Unter Freunden

Begleitet von maßlosen Verleumdungen Israels hat »Palästinenserpräsident« Abu Mazen seinen Auftritt vor der 70. Vollversammlung der Vereinten Nationen genutzt, die Osloer Verträge auszusetzen und »Palästina« zu einem »besetzten Staat« zu erklären, den er gleichsetzte mit den im Zweiten Weltkrieg durch Deutschland überfallenen, besetzten und ausgepreßten Staaten.

»The State of Palestine [..] is a State under occupation, as was the case for many countries during World War II.«

Doch als reichte es nicht, Israel so zumindest indirekt in die Nähe des nationalsozialistischen Deutschland zu rücken, warf der Hetzer aus Ramallah dem jüdischen Staat auch noch vor, ein »Apartheid-Regime« etabliert zu haben, was vor allem vor dem Hintergrund eine bemerkenswerte Anschuldigung ist, daß »Palästina« ein judenreiner Staat werden oder sein soll.
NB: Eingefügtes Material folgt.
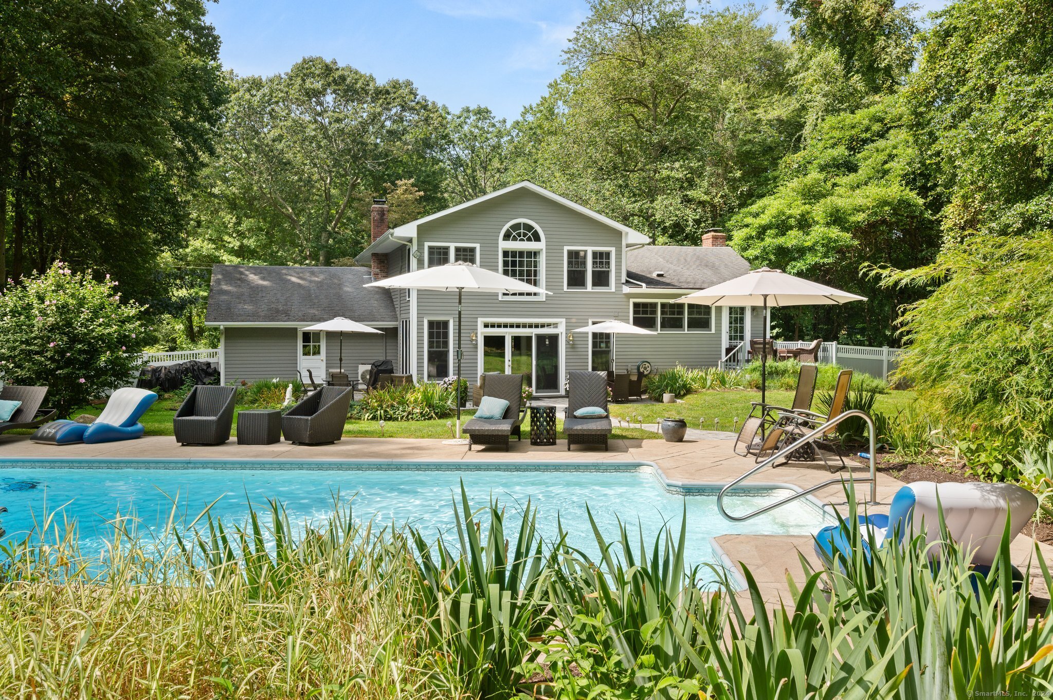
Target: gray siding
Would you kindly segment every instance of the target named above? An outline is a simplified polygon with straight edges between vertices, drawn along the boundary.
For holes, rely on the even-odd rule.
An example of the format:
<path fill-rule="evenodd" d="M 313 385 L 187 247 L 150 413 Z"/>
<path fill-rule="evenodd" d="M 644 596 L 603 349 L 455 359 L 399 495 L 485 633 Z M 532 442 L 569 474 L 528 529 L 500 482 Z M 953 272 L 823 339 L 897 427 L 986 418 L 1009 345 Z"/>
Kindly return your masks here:
<path fill-rule="evenodd" d="M 352 378 L 355 377 L 359 364 L 369 364 L 374 360 L 392 360 L 394 362 L 398 358 L 398 340 L 395 328 L 377 329 L 383 331 L 384 334 L 343 334 L 343 371 Z M 330 372 L 336 372 L 339 366 L 340 334 L 326 333 L 325 368 Z M 316 377 L 315 379 L 320 378 Z"/>
<path fill-rule="evenodd" d="M 478 321 L 482 319 L 543 319 L 564 321 L 564 364 L 562 372 L 587 369 L 589 364 L 589 343 L 587 334 L 575 334 L 573 345 L 567 344 L 565 332 L 588 325 L 591 320 L 618 319 L 630 321 L 630 297 L 623 294 L 622 236 L 621 233 L 590 217 L 578 214 L 561 204 L 532 192 L 520 189 L 502 197 L 482 202 L 466 209 L 455 212 L 422 224 L 417 231 L 416 248 L 425 264 L 423 255 L 428 243 L 476 243 L 479 245 L 479 264 L 499 269 L 499 236 L 504 226 L 515 219 L 529 219 L 536 223 L 544 235 L 544 287 L 551 295 L 542 301 L 502 300 L 497 295 L 465 293 L 463 304 L 463 374 L 475 380 L 478 375 L 476 344 L 469 340 L 472 333 L 478 333 Z M 564 292 L 563 267 L 564 246 L 614 248 L 614 291 L 613 292 Z M 392 254 L 392 262 L 398 253 Z M 417 295 L 417 374 L 422 376 L 424 361 L 424 324 L 429 319 L 455 319 L 453 333 L 456 334 L 456 293 L 416 292 Z M 652 295 L 649 295 L 650 299 Z M 679 296 L 671 293 L 668 299 Z M 656 299 L 657 300 L 657 299 Z M 401 314 L 401 312 L 400 312 Z M 713 333 L 663 333 L 656 337 L 621 336 L 616 342 L 617 365 L 635 365 L 640 360 L 650 360 L 657 368 L 672 366 L 677 362 L 690 366 L 716 364 L 720 359 L 721 333 L 720 314 L 715 309 Z M 456 347 L 456 338 L 454 339 Z"/>
<path fill-rule="evenodd" d="M 343 334 L 344 372 L 354 376 L 359 364 L 397 357 L 395 328 L 383 331 L 384 335 Z M 282 381 L 298 379 L 298 333 L 292 327 L 227 326 L 223 331 L 224 378 L 227 382 L 275 377 Z M 336 371 L 339 358 L 339 334 L 329 333 L 325 338 L 325 366 Z M 321 380 L 321 377 L 316 376 L 315 379 Z"/>
<path fill-rule="evenodd" d="M 296 379 L 296 328 L 238 327 L 223 329 L 223 377 L 227 382 Z"/>

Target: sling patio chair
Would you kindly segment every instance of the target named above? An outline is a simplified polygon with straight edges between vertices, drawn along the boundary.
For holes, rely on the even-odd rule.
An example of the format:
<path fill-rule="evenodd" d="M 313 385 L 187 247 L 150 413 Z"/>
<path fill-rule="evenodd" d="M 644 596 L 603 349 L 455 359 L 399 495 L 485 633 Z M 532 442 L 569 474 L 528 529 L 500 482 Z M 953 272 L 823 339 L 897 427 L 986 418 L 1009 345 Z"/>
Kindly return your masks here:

Zahlreich daneben die »einfacheren« Lügen des »Palästinenserpräsidenten«, der, natürlich, seine Ausführungen mit den Worten einleitete, »in the name of God«. Die vergangenen sieben Jahrzehnte zusammenfassend, erklärte Abu Mazen die »Palästinenser« zu unschuldigen Opfern einer Geschichte, die deren Leid, deren Hoffnungen vergessen und verraten hätte.

Israel dagegen, 1948 gegründet, versuchte der »Palästinenserpräsident« als einen von Rassismus und Mordlust geprägten Staat darzustellen: »They burned alive and killed the Palestinian child, Mohammed Abu Khdeir, in Jerusalem, and the child Mohammed A1-Dura in Gaza [..]. For how long will Israel remain above international law and without accountability?«

Bezeichnend freilich an dieser »Argumentation«, daß zwischen der Ermordung Mohammed Abu Khdeirs durch inzwischen inhaftierte jüdische Extremisten und »Al-Dura« beinahe 14 Jahre liegen. Gleichzeitig gibt es zudem erhebliche Zweifel, ob es überhaupt einen »Fall Mohammed Al-Dura« gibt. Nicht unwahrscheinlich, daß es sich um eine Inszenierung aus Pallywood handelt.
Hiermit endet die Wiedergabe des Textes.